The quest to save Minnesota wild rice – with floating bioreactors?
BABBITT, Minn. — An environmental engineer working with University of Minnesota-Duluth researchers is looking for a less expensive solution to protecting wild rice from mining pollution in the state’s Iron Range.
Jeff Hanson has spent the past decade studying the issue and working through design, lab tests, field tests and data crunching, Minnesota Public Radio reported. The project received funding from the state and the mining industry.
Hanson and his colleagues have developed floating bioreactors that take water with high sulfate. The bioreactors have fibers and bacteria that turn the sulfate into sulfide and discards of the sludge. The water that’s returned to the lake then meets the state’s sulfate standard.
The bioreactors would cost less than a reverse osmosis system, the method currently being considered as a pay to protect wild rice.

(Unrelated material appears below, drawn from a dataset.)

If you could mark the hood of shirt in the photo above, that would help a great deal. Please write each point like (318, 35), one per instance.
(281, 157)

Project leaders are unsure if the technology will be adopted because of debate surrounding the state’s sulfate limit. The state adopted a rule in 1973 that limited sulfate levels to 10 milligrams per liter in waterways near wild rice.
Native American tribes, environmentalists and some lawmakers are pushing for better enforcement of the rule, while mining companies and other lawmakers argue it should be abandoned.
Discarding the standard would make it difficult to motivate people to pay for water treatment systems. But Hanson said he’s optimistic that the bioreactors will be piloted at one of the state’s mines to prove it can work on a large scale.
“What really carries you through on this is the passion and the feeling that I think this is important,” he said.